River Irvine

Ayrshire’s second largest river rises above Loudoun Hill on the boundary of East Ayrshire and Lanarkshire.

The Irvine flows for 42km westwards to Irvine Bay on the Firth of Clyde.

It shares an extensive estuary with the River Garnock. This is the only significant estuary in Ayrshire, providing excellent bird habitat.

Principal land uses in the catchment area are agriculture, forestry, and urban development, the largest settlements being Irvine, Kilmarnock, Irvine, Stewarton, Galston, Newmilns and Darvel. The river has been highly modified, particularly where it flows through urban areas, with many weirs, culverts and retaining walls. There is a large flood prevention scheme in development between Hurlford and Galston.

Fishery management is undertaken by the River Irvine Angling Improvement Association and the many active angling clubs.
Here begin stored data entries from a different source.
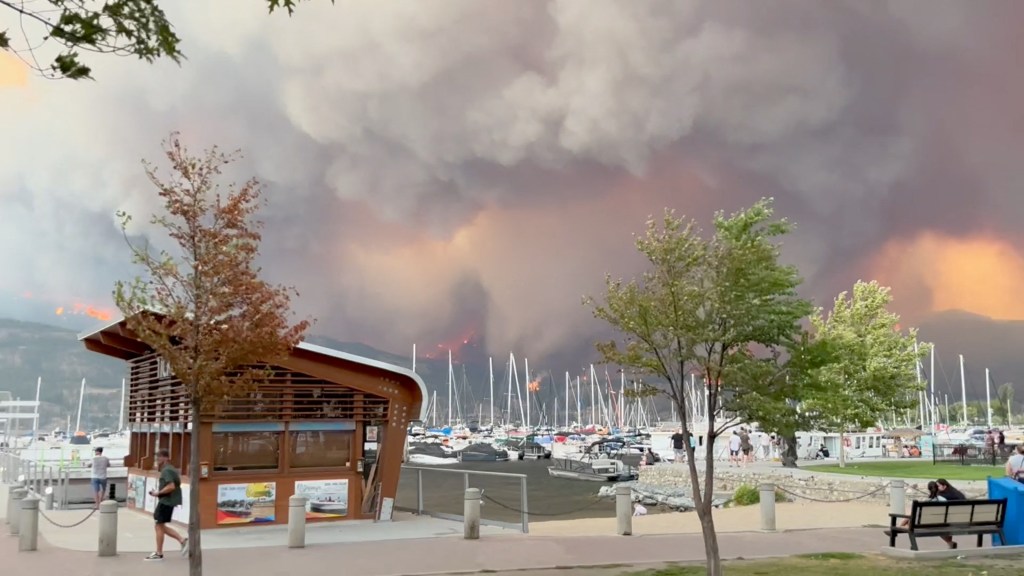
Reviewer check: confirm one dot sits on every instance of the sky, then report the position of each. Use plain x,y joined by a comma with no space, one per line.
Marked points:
461,170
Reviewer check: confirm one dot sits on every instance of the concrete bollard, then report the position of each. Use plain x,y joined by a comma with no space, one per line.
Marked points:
767,493
624,510
297,522
108,528
29,537
897,497
471,515
15,517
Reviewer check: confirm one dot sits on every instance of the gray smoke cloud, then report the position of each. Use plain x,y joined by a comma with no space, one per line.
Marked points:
445,167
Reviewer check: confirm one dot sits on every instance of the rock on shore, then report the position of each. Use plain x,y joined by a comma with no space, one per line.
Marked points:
677,498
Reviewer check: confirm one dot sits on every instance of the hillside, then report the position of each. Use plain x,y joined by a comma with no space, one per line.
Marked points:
30,351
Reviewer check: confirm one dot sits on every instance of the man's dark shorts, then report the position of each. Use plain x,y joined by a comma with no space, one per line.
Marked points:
163,513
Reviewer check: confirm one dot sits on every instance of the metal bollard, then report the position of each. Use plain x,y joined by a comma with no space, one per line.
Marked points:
15,517
29,537
471,515
767,493
11,510
297,522
897,496
624,510
108,528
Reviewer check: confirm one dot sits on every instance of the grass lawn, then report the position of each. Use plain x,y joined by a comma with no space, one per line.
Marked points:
919,469
851,565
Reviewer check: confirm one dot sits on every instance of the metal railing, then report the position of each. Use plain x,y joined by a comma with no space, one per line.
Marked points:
967,454
467,483
36,476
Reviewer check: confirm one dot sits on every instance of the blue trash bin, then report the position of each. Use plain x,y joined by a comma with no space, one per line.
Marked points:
1014,493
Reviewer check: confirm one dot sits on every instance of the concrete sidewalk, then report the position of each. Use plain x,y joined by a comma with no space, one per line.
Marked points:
448,554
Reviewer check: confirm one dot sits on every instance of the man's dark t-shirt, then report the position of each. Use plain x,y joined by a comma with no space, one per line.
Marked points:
167,476
677,441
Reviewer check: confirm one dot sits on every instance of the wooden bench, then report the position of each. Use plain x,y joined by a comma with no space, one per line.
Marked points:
949,519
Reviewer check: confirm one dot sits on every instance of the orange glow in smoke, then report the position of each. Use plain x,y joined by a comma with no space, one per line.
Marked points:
85,310
456,345
980,275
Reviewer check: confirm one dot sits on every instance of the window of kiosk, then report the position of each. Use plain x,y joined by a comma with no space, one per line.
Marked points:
240,448
321,445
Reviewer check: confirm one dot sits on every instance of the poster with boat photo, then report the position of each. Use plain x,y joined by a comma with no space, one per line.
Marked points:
325,498
136,491
246,503
151,501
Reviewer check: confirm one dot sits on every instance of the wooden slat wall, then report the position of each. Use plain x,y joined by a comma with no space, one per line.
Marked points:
285,396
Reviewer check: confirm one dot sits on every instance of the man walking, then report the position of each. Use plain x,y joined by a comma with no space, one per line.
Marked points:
99,465
168,496
678,449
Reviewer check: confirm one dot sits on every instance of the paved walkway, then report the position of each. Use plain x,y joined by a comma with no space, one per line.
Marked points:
427,546
445,556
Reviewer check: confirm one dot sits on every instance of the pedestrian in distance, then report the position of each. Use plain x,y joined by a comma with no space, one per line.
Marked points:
99,465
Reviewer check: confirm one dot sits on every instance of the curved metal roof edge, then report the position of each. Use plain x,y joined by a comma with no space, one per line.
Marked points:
375,364
322,351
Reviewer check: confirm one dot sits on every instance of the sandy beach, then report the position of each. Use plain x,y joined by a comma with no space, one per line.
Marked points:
788,516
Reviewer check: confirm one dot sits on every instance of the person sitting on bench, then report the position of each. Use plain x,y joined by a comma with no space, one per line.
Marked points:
949,493
933,496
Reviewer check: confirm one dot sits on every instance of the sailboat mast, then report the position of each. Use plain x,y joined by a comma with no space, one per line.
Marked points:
593,407
35,419
121,414
509,409
451,383
988,399
81,397
566,400
931,383
921,395
525,363
964,388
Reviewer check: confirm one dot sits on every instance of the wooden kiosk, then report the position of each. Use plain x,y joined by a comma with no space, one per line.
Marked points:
326,424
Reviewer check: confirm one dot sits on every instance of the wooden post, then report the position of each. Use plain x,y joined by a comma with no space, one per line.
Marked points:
624,510
297,522
471,515
108,528
767,493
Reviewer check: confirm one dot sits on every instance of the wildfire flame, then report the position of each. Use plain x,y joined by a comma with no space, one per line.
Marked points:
78,309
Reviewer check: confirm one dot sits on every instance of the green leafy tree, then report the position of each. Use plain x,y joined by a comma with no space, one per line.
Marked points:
717,305
125,28
774,386
872,371
1005,396
204,309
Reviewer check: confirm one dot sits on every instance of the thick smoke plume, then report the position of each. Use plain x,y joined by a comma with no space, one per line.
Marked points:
441,168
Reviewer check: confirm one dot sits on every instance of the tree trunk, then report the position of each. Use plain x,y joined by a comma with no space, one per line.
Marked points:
712,553
195,535
704,500
842,449
788,454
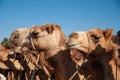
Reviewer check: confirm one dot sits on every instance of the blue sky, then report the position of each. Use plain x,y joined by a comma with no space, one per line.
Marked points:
71,15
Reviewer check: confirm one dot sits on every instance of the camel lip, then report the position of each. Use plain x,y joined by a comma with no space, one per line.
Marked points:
71,46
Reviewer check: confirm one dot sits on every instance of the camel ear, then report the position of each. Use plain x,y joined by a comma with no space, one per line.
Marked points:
108,33
50,28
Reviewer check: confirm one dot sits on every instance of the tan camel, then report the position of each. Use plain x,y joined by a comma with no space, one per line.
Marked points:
50,39
99,48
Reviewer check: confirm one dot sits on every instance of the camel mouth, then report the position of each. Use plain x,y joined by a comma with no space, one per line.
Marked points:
77,55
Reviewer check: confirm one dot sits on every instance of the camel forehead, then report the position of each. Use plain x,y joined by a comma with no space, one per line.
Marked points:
96,30
22,29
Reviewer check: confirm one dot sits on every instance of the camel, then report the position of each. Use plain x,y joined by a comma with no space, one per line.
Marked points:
56,53
99,48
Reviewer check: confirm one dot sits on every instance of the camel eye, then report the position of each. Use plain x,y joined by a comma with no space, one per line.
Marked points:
96,38
34,34
16,35
74,35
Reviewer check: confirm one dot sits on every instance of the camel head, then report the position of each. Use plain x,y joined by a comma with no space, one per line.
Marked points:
94,42
47,36
20,37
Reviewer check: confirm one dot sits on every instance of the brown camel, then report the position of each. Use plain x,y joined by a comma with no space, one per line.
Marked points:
98,47
50,39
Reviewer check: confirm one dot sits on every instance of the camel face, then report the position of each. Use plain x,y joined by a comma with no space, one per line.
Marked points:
47,36
94,42
20,36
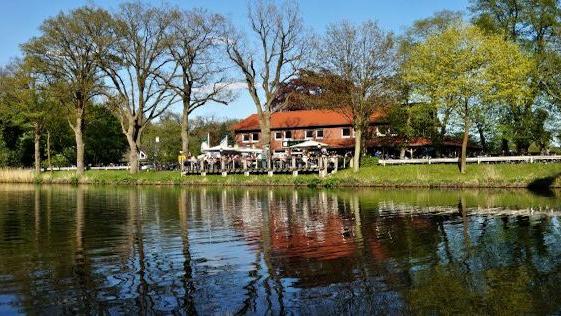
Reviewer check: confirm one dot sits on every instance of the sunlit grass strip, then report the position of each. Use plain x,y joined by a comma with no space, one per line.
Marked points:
477,176
17,176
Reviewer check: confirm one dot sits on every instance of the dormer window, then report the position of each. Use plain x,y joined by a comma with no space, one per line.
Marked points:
310,134
288,135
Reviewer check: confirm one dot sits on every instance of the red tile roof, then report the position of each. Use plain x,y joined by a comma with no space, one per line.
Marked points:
299,119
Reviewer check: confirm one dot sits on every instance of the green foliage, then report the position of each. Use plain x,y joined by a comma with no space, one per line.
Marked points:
4,154
413,120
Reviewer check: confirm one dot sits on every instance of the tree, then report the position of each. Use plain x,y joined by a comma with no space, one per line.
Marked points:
364,57
28,102
411,121
194,47
66,51
278,53
415,35
471,69
137,70
105,142
534,25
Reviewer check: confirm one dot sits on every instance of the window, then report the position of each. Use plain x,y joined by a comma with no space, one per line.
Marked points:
255,137
288,135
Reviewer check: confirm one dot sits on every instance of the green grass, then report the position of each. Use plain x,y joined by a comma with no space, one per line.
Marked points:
499,175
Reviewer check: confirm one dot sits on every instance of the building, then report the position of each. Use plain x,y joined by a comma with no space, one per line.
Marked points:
334,129
292,127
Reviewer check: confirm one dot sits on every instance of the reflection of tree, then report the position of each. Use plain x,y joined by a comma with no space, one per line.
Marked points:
188,286
143,299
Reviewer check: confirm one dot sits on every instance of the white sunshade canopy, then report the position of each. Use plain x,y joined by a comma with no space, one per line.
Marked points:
309,144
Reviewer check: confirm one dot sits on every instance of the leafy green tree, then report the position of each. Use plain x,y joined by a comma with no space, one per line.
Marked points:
466,70
535,26
29,103
105,142
363,56
411,121
415,35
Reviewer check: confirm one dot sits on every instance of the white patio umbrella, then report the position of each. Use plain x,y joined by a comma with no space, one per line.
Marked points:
309,144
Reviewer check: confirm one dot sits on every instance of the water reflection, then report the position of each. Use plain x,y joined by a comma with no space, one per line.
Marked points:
199,251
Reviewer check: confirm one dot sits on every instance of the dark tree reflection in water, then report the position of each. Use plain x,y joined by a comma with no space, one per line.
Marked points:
153,250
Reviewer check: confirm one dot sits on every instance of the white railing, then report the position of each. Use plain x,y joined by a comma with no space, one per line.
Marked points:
478,160
91,168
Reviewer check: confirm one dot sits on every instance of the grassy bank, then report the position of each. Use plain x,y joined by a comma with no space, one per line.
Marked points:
499,175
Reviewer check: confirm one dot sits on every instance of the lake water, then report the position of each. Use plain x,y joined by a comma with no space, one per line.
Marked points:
111,249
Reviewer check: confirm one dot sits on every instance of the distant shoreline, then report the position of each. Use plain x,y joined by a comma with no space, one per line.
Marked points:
538,175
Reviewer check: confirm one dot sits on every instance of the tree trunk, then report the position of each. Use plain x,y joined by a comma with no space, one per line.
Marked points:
482,137
358,145
49,151
185,127
79,144
463,155
37,149
402,153
134,163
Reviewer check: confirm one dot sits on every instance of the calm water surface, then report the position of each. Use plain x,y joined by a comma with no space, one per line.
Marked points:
152,250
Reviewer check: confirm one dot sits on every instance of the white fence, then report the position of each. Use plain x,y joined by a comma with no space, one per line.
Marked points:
478,160
91,168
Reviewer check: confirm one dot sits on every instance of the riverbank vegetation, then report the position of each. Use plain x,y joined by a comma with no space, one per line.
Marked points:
487,77
478,176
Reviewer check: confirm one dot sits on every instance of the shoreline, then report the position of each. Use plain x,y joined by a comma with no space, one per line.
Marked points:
492,176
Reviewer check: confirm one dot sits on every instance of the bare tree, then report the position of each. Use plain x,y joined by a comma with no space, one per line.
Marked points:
363,56
200,79
67,51
278,53
137,70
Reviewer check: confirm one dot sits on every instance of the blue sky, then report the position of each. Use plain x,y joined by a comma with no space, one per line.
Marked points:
20,20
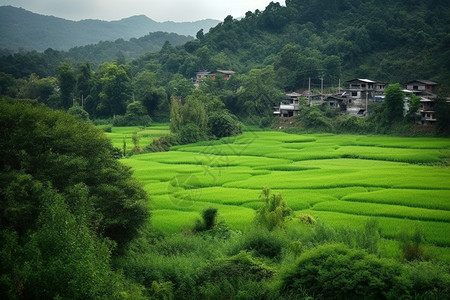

River Irvine Catchment Map highlighting main tributaries.

Support us!

Every small donation helps! Payment by credit/debit card is quick and easy.

Key Features


  • Medium-sized river with catchment of >380km2. Second largest catchment of Ayrshire rivers
  • Rises above Loudoun Hill where it is known as the “Wee Irvine”
  • Headwater’s of the Craufurdland Water have been impounded for water supply reservoirs. There is a compensation flow of 1.7Ml/day
  • High human population density equivalent to 295 people/km2 within the catchment
  • There have been a number of fish kills on the Irvine in recent years with the most recent occurring in November 2006, upstream of Priestland

Catchment Characteristics

  • Major tributaries are the Glen Water, Glenoul Water, Cessnock, Fenwick and Craufurdland Water, Kilmarnock Water, Carmel Water and Annick Water
  • River is extensively urbanised where it flows through settlements of Darvel, Newmilns, Galston, Hurlford, Kilmarnock and Irvine
  • Annick Water is the largest tributary with a catchment area of 91km2

Industrial Past

  • No major sewage treatment works as all sewage is pumped to the coast for treatment
  • Water quality in many reaches of the main river and tributaries suffer from the impacts of diffuse pollution, primarily from agricultural land use. 62% of catchment land use is improved grassland
  • Irvine is recovering from it’s past history as an industrial river, although a legacy of many weirs remain, some of which are serious obstacles to migratory fish


  • Salmon and sea trout are prevented from accessing the Fenwick and Craufurdland waters due to instream modifications at the Black Rocks Waterfall in Kilmarnock
  • Common fish species present include salmon, trout, eels, stone loach, minnows, sticklebacks, lampreys. There is a population of Gudgeon in the lower river, which is unique within Ayrshire
  • Grayling population, which were introduced in the 1850s is thought to have died out
  • The Irvine’s population of freshwater pearl mussels is thought to have died out

River Irvine Gallery

Monitoring and Science on the River Irvine

Data is collected to allow evidence based management and restoration


Comprehensive electrofishing surveys on behalf of the River Irvine Angling Improvement Association completed in 2003 and 2005 to investigate fish populations throughout the catchment.

We have a large database which may be available upon request for those requiring information.


Phase One Salmonid Habitat survey of the Irvine main stem and some of the tributaries published in 2003. The survey found that good juvenile salmonid habitat was limited in the lower main stem due to low gradient and human influences such as canalisation. Habitat degradation was also an issue in some parts of the upper reaches, primarily from livestock farming. The significance of the many weirs in the catchment was also highlighted.

Invertebrate Sampling


Invertebrates respond to long term changes in water quality therefore they can be used to determine pollution problems. ART provide various levels of assessment both commercially and for our own use.

Invertebrate sampling offers opportunities for citizen science.

Invasive Species Management


Over many years, ART have undertaken scientific habitat assessment to determine distribution and impacts with invasive species. Invasive weeds can have an impact on habitat and water quality. Through strategic management and control we continue to address issues created by these species. 


Fish Rescues


Fish rescues and follow up monitoring conducted in 2012 & 2013 due to the need for essential maintenance on the storm water overflow system running along the banks of the Kilmarnock Water


Atlantic Salmon Pressures Tool


ART contributed to the development of Fishery Management Scotland’s Atlantic Salmon Pressures Tool. This involved looking at all pressures affecting the species across Ayrshire. The FMS Pressures tool is an interactive mapping platform that will be  available to local river managers to inform and target management actions and to provide important evidence for policy development at national level. This tool will align very well with the forthcoming Fishery Management Plans that the Trust are currently developing for FMS.